The sportswear magnate stunned the world of football when he tied up Pardew, who takes his club to former employers Reading on Saturday, and key coaches John Carver, Steve Stone and Andy Woodman until the end of the 2019-20 season.
Pardew, whose aim is to use the length of the deal to put in place a structure to ensure sustained success for the Magpies, was delighted to have signed it and is now ready to set about the process of justifying Ashley's faith in he and his staff.
Asked what the owner's remit was, the 51-year-old replied: "Win every week.
"Regardless, there's always pressure when you are Newcastle manager. I am just privileged to be the manager, really, and proud to be the manager of this football club.
"To be given an eight-year contract - it hasn't quite sunk in, if I am honest.
"But my focus, ever since I entered this game, was to win. I came pretty close at West Ham and I won what you might call a minor trophy at Southampton, but I want to win.
"I have won a couple of promotions, I want to win silverware."
If yesterday's announcement raised eyebrows across the country, it prompted a similar reaction from Pardew when it was first mentioned to him.
He said: "When it was first suggested by Mike, eight years, I was a bit shocked myself.
"To try to foresee what's going to happen in the next eight years is difficult.
"On the other side of the coin, when I looked at my career so far, this is probably the best chance I have got of winning a trophy, and that's really what I want to do.
"Sometimes I have put my own personal ambition in front of what's best, maybe, for the club I was at, but you get older and wiser.

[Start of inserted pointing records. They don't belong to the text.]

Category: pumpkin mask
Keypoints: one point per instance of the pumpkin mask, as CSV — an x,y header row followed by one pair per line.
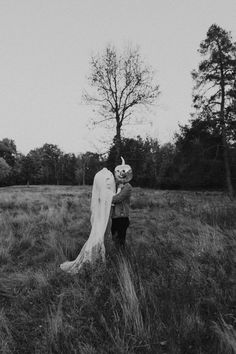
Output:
x,y
123,172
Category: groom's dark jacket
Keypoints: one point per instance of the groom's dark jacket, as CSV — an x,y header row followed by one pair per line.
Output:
x,y
121,202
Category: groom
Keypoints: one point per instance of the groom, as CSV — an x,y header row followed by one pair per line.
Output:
x,y
121,203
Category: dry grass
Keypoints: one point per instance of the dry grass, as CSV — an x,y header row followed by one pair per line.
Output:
x,y
173,291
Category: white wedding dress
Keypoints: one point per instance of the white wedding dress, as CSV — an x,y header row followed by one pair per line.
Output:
x,y
102,193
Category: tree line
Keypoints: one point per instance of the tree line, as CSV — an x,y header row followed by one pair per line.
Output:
x,y
194,161
203,152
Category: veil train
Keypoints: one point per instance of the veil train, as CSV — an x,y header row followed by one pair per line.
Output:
x,y
102,193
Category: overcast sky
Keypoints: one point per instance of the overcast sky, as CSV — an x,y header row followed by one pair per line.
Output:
x,y
46,45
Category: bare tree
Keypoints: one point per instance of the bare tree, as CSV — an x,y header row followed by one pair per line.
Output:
x,y
121,83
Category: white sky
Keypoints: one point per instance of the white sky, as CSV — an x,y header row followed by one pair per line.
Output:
x,y
46,45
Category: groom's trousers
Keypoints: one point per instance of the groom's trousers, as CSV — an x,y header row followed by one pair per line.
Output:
x,y
118,229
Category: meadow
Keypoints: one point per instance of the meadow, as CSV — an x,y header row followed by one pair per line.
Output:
x,y
172,292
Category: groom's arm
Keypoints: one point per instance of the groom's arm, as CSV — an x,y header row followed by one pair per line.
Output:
x,y
125,193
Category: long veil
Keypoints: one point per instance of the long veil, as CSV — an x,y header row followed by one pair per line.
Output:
x,y
102,193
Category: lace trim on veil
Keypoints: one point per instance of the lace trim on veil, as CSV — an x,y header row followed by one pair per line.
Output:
x,y
102,193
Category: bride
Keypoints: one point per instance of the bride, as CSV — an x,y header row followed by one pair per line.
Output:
x,y
102,194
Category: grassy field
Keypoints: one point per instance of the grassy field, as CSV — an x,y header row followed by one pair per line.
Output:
x,y
173,292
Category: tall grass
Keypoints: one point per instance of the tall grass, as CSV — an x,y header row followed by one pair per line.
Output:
x,y
172,291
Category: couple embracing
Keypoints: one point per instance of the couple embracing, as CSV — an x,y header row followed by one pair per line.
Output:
x,y
109,212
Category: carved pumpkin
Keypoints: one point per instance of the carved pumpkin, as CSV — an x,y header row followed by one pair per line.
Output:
x,y
123,172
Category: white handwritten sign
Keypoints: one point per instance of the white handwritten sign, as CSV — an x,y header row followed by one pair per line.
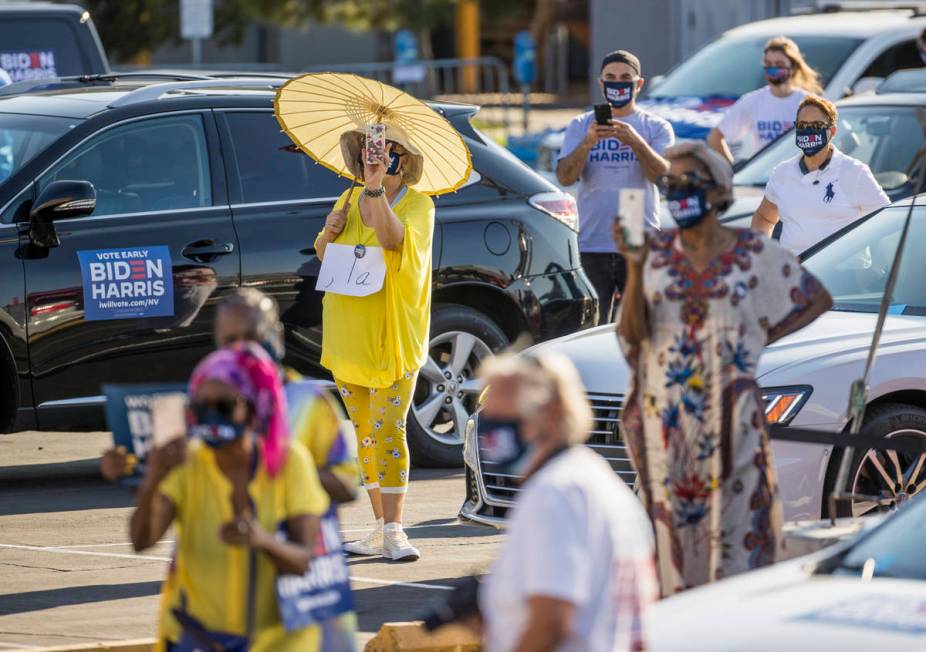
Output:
x,y
344,272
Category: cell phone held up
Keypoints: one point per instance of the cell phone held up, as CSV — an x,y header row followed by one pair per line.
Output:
x,y
374,144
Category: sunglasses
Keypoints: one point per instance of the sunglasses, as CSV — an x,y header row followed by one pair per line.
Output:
x,y
224,407
688,182
812,124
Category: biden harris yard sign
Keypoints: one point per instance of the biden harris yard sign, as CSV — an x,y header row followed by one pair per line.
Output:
x,y
127,283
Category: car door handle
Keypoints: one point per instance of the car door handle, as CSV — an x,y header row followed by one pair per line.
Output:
x,y
205,250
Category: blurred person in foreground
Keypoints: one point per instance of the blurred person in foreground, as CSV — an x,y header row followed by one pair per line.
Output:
x,y
625,153
228,492
576,571
702,302
761,116
820,190
375,345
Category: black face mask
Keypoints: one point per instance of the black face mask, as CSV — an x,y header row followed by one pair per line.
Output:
x,y
502,445
618,93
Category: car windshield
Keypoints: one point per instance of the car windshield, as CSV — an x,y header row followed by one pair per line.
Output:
x,y
885,138
722,69
895,549
854,265
23,137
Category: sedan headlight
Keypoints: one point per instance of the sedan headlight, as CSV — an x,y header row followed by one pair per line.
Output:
x,y
783,403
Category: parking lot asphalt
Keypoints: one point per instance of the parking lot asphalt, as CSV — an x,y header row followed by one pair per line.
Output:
x,y
68,575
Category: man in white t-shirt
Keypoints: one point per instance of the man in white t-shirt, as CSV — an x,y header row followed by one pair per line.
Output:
x,y
759,117
576,573
820,190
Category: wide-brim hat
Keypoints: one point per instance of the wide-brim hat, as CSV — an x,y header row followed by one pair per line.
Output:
x,y
352,148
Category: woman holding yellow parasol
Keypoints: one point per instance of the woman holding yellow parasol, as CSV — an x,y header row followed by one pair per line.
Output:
x,y
375,341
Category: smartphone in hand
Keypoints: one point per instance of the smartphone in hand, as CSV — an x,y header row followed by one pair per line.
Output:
x,y
168,418
632,210
375,144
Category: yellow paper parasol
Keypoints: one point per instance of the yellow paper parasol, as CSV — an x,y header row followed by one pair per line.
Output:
x,y
315,109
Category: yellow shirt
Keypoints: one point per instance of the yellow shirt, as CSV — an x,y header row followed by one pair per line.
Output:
x,y
214,576
373,341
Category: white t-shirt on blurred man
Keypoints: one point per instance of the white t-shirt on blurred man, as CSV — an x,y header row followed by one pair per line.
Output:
x,y
578,534
757,119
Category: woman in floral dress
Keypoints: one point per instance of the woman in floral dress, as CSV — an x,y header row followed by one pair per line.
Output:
x,y
700,305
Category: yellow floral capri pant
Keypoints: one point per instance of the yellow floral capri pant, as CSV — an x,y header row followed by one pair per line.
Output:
x,y
379,416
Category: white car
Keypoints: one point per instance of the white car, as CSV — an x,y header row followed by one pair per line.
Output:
x,y
857,597
805,379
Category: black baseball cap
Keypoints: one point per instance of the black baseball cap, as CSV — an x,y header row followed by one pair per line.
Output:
x,y
622,56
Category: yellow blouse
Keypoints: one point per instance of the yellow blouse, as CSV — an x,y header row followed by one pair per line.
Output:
x,y
373,341
214,576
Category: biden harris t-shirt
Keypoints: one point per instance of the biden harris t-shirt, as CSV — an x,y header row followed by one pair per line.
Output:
x,y
611,166
758,118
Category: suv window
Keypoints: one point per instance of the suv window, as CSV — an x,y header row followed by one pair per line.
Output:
x,y
898,57
150,165
271,168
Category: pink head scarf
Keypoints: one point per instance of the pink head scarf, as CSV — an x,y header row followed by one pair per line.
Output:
x,y
250,370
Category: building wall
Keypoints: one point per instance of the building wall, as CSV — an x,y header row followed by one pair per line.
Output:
x,y
664,32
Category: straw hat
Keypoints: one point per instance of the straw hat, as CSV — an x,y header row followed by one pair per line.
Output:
x,y
352,147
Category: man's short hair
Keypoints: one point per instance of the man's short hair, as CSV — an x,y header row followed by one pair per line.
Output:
x,y
622,56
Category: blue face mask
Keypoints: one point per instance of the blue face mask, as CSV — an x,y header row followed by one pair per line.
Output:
x,y
502,446
393,168
215,429
618,94
812,141
777,75
688,207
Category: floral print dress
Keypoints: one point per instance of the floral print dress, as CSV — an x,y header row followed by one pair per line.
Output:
x,y
694,421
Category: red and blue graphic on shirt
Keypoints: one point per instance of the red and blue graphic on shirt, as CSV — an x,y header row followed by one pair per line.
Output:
x,y
769,130
611,150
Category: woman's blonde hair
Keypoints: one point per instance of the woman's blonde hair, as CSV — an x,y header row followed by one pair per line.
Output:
x,y
802,75
542,379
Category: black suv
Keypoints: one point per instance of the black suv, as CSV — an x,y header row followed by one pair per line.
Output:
x,y
198,170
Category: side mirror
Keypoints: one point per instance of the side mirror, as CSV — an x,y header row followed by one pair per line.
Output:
x,y
59,200
866,85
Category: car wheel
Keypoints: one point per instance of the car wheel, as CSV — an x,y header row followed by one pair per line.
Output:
x,y
447,389
886,478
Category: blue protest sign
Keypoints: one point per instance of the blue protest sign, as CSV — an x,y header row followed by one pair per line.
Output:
x,y
128,416
525,57
323,592
127,283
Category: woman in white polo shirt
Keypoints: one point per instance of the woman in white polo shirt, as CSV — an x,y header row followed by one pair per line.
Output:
x,y
819,191
763,115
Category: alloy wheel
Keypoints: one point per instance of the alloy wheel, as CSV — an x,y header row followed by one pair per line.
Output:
x,y
889,478
447,390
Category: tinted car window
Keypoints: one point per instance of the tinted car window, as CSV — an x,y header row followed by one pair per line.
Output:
x,y
150,165
885,138
271,168
35,48
733,66
854,266
22,137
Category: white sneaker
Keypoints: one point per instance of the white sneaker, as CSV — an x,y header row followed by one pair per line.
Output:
x,y
370,545
396,546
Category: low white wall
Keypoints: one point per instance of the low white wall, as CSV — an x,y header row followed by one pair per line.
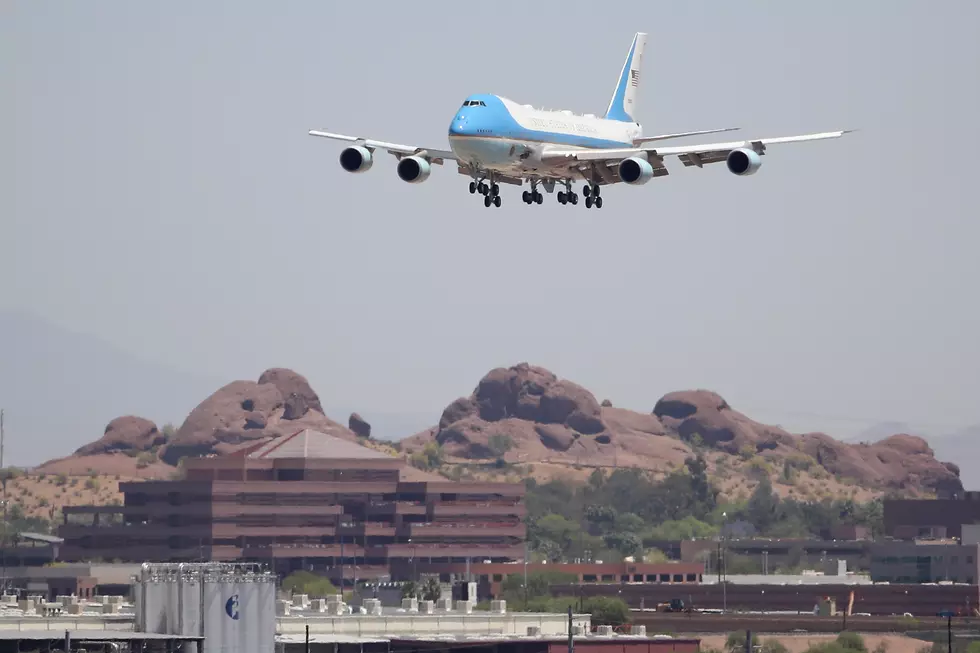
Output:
x,y
416,625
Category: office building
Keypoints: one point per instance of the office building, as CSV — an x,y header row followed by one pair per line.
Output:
x,y
304,501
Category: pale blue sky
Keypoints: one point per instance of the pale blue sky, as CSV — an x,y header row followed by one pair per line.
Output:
x,y
160,192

"But I want to win a trophy and I think this club gives me a great opportunity to do that.
"We have a great team, great players, great staff - and I am glad they have got the same reward, which I thought was very important.
"It was no good just making sure that the manager was okay, everybody was looked after in terms of that length of time, and now we move on and try to secure that first trophy, which has been some time coming."
Pardew, of course, will have to continue to work within the business model which has made the club all but self-sufficient in recent seasons, and that means there will be no wild transfer spending or budget-busting pay packets.
However, that has brought them into line with UEFA's Financial Fair Play regulations which Pardew believes may help to bridge the gap between the Premier League's haves and have-nots.
He said: "The playing field becomes a little bit more even than it is with Manchester City at the minute, who just have buying power way beyond our dreams."
There were many who were sceptical about Pardew's chances of remaining in post at the end of the five years of his initial contract, and an equal, if not larger number will not expect him still to be there in 2020.
However, he said: "I have entered contracts in the past and I haven't seen them out, so I can't say I have been totally loyal on that front.
"But as I say, you do get wiser and I would like to say I will see the contract out. In Mike's mind, it is, 'You are going to see it out, and you had better do well'.
"It would be great for the club if that was the case because that means I would have brought success of some type."
Pardew has established himself as a popular figure on Tyneside since arriving in difficult circumstances, but he is not expecting to receive a warm welcome in Berkshire tomorrow with some Reading fans still unhappy at the way he left their club for West Ham in 2003.
He said: "I am kind of the pantomime villain down there for leaving the way I did, but I have since that time more than made up with the owner, who gave me my start, so I have a lot to thank him for, John Madejski."